Keywords: Low-risk Gestational Trophoblastic Neoplasm, Drug Resistance, Chemotherapy
INTRODUCTION
Gestational trophoblastic neoplasia (GTN) is extremely responsive to chemotherapy, and cure rates of 100% have been achieved with chemotherapy alone for patients with low-risk GTN. The most common and effective chemotherapy regimen for patients with low-risk GTN is single-agent chemotherapy using methotrexate (MTX), actinomycin-D (Act-D), or etoposide (ETP) [
12345].
Although the MTX regimen has several dosing, cycling, and route options, with or without folinic acid rescue, it is effective as a first-line drug for low-risk GTN due to its favorable safety and toxicity profile. However, approximately 30% of patients with low-risk GTN who were treated with MTX (with or without folinic acid rescue) require a change in their chemotherapy regimen due to the development of drug resistance and/or intolerable toxicity, which includes severe stomatitis, an increase in aspartate aminotransferase levels, and severe drug eruption [
1234].
The Act-D regimen has both a pulsed or 5-day intravenous injection (5-day Act-D) options. Adverse events due to Act-D regimen include alopecia and moderate to severe nausea and vomiting. Moreover, skin necrosis due to an extravasation of Act-D is an irreversible and terrible adverse event. Osborne et al. [
5] reported that 27% (29/109) of patients with low-risk GTN treated with pulsed Act-D developed drug resistance and required changes in their regimens.

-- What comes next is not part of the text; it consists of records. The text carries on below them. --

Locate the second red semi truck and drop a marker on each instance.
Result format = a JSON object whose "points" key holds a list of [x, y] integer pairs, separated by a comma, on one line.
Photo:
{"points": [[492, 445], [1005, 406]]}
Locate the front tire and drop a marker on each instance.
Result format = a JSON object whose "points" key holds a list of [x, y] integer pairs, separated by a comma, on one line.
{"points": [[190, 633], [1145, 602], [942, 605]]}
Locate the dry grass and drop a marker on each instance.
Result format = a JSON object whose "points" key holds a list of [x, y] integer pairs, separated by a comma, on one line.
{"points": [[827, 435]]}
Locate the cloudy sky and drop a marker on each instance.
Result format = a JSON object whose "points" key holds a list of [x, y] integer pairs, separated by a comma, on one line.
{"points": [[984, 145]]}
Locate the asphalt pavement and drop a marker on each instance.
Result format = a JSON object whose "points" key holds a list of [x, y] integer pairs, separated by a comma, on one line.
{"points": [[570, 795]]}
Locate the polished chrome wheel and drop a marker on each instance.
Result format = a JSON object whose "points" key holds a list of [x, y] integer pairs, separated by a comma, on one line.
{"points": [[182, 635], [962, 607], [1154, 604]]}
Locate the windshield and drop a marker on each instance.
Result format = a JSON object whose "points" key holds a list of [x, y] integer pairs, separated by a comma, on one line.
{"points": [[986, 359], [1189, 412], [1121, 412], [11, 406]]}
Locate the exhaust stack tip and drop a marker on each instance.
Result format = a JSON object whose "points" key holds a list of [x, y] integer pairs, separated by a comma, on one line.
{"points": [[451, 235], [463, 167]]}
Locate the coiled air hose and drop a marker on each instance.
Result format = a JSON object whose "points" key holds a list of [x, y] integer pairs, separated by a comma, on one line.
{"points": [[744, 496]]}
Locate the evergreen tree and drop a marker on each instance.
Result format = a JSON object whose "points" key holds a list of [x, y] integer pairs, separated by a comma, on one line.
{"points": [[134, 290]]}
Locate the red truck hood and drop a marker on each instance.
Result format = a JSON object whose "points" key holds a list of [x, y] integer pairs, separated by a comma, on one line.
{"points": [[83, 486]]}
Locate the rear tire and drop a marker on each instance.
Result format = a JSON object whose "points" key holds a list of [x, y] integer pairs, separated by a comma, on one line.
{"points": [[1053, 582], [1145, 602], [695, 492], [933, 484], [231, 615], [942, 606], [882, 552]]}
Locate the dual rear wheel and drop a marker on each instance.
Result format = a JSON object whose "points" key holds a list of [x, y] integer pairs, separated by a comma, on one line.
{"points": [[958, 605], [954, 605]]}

In 1979, Newlands and Bagshawe [
6] first reported that ETP was highly effective in the treatment of GTN. Adverse events of ETP were alopecia, moderate to severe nausea and vomiting, ovarian dysfunction, and the possibility of secondary malignancy after combination chemotherapy containing ETP [
78910].
In this study, we retrospectively analyzed the primary remission rates, relapse rates, drug resistance, and drug toxicity rates among patients with low-risk GTN who were treated with first-line, single-agent chemotherapy with a 5-day low-dose intramuscular MTX (5-day MTX) or a 5-day intravenous drip ETP infusion (5-day ETP). Furthermore, we also examined the choices and outcomes of second-line chemotherapy regimen in patients with low-risk GTN who developed drug resistance and drug toxicity.
MATERIALS AND METHODS
Between 1980 and 2015, 281 patients with low-risk GTN (International Federation of Gynecology and Obstetrics [FIGO] score <7) were treated at Chiba University (1980–2009) and Tokyo Women's University (2010–2015). The design for this retrospective study was reviewed and approved by our institutional ethics review board. The pre-treatment evaluation of each patient included a complete history and physical examination, complete blood count, renal and liver function tests, serum human chorionic gonadotropin (hCG) levels, pelvic ultrasonography, and chest radiography and/or lung computed tomography. Serum hCG values were evaluated before each chemotherapy cycle and twice per week during the chemotherapy cycle.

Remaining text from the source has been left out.